In the month of June and September, hailstorm in the upper reaches of the district destroyed what was otherwise going to be a bumper crop for thousands of growers. The most affected areas included Zawoora, Kanipora, Saidpora, Sedow, Chotipora Chek, Bohrihalan and Chanpora.
“As if hail was not enough, the scab attacked the remaining crop in almost every part of the district”, says Javed. According to him, scab in the low lying villages like Zainpora, Reban, Reshipoara, Kushpora and others ruined a large portion of the surviving crop.
Mohammad Ashraf, president Fruit Mandi, Shopain said that over 50 percent of apple crop across the district was damaged. “Scab has caused more harm than the hailstones”, he added.
Ashraf blamed spurious pesticides for the unprecedented spread of disease. “Most of the dealers this year sold spurious pesticides among growers which wrought havoc with our orchards”, said Mohammad, who himself is an apple grower.
A general opinion among the apple growers in the district is that the pesticide dealers took full advantage of lockdown and sold the fake pesticides as there were no enforcement agencies around.
“The dealers made a killing as there was hardly any check on the sale of spurious pesticides due to the strict and protracted lockdown. We never see any government team checking the pesticide dealers here”, alleged Riyaz Ahmad, a well-heeled orchardist from Shopian town.
Riyaz opined that the government must take samples from the pesticide warehouses to detect the fake pesticides before they could make their way into open markets and destroy horticulture sector.
“We have requested authorities umpteen times to form flying squads to check the counterfeits, but our pleas always went unheeded”, he added.
A number of apple growers told Greater Kashmir that the government never took the issue seriously.
“We are groaning under the burden of different loans.

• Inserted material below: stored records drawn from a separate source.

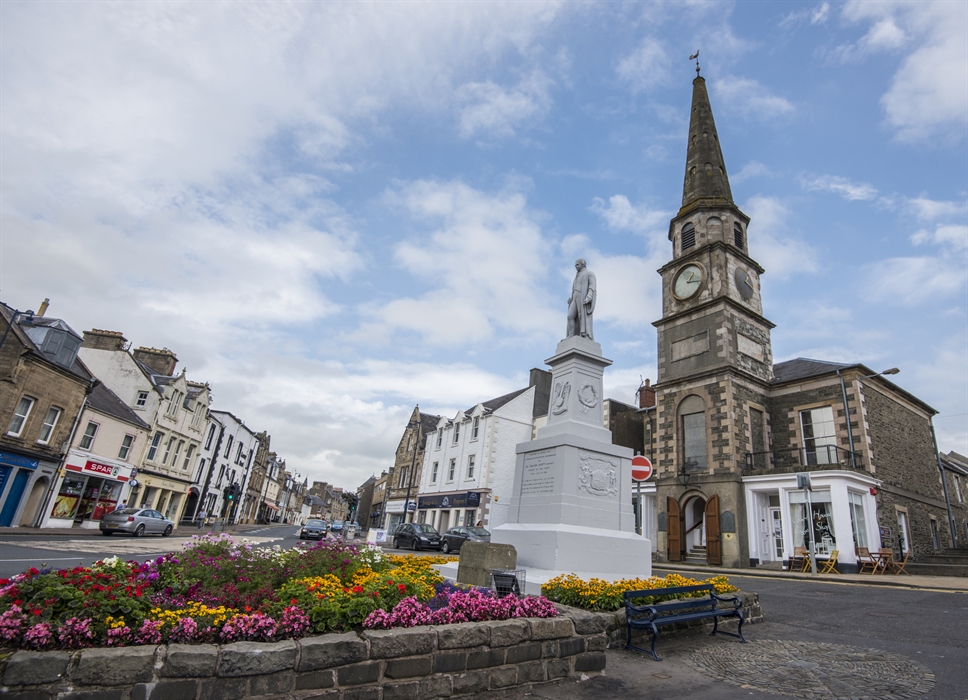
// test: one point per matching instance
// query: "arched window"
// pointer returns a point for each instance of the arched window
(692, 426)
(688, 236)
(738, 235)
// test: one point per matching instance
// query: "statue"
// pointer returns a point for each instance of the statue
(581, 303)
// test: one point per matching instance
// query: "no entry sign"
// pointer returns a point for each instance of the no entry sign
(641, 468)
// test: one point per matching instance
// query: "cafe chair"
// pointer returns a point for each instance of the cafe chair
(830, 566)
(865, 560)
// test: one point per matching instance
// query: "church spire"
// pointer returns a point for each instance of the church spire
(706, 181)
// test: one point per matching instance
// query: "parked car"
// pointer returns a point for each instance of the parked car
(457, 536)
(313, 530)
(137, 522)
(417, 536)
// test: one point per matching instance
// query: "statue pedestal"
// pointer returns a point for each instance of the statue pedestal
(572, 505)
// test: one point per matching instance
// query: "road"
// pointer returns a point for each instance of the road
(818, 638)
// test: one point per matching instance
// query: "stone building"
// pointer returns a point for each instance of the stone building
(43, 389)
(468, 465)
(403, 479)
(174, 407)
(730, 430)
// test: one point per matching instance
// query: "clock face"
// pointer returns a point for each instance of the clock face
(688, 281)
(744, 283)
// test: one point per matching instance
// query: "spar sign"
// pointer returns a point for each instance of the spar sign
(641, 468)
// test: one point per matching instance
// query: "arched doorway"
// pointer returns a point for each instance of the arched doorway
(29, 514)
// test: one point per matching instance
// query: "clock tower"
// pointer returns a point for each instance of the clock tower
(714, 360)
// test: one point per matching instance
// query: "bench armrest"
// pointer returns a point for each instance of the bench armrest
(737, 603)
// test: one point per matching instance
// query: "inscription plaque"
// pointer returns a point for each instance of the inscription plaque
(538, 475)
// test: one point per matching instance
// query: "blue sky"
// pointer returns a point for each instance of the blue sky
(333, 211)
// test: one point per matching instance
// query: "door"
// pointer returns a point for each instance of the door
(776, 519)
(674, 529)
(13, 497)
(714, 549)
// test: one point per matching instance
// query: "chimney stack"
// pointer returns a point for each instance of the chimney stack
(161, 361)
(646, 395)
(103, 340)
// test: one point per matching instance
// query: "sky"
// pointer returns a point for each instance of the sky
(333, 211)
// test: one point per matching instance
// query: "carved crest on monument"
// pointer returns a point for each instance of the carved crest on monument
(559, 398)
(598, 476)
(587, 397)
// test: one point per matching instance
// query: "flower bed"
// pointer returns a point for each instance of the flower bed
(599, 594)
(218, 590)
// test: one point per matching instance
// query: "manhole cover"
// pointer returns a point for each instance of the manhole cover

For last two years the hostile weather conditions caused much damage to our apple orchards and government gave us peanuts in the name of compensation “, said a group of apple growers at Fruit Mandi Shopian, adding that this year their hopes of a first rate harvest were largely dashed by the fake pesticides.
Last year, an unseasonal snowfall on November 3 caused humongous losses to apple growers. The apple traders pegged the losses at over Rs 5 billion. In 2018, a similar snowfall caused a huge devastation to both the apple farms and produce.
“The growers will continue to suffer unless government shows some seriousness towards addressing their genuine concerns”, said, Ashiq Hussain, an apple trader.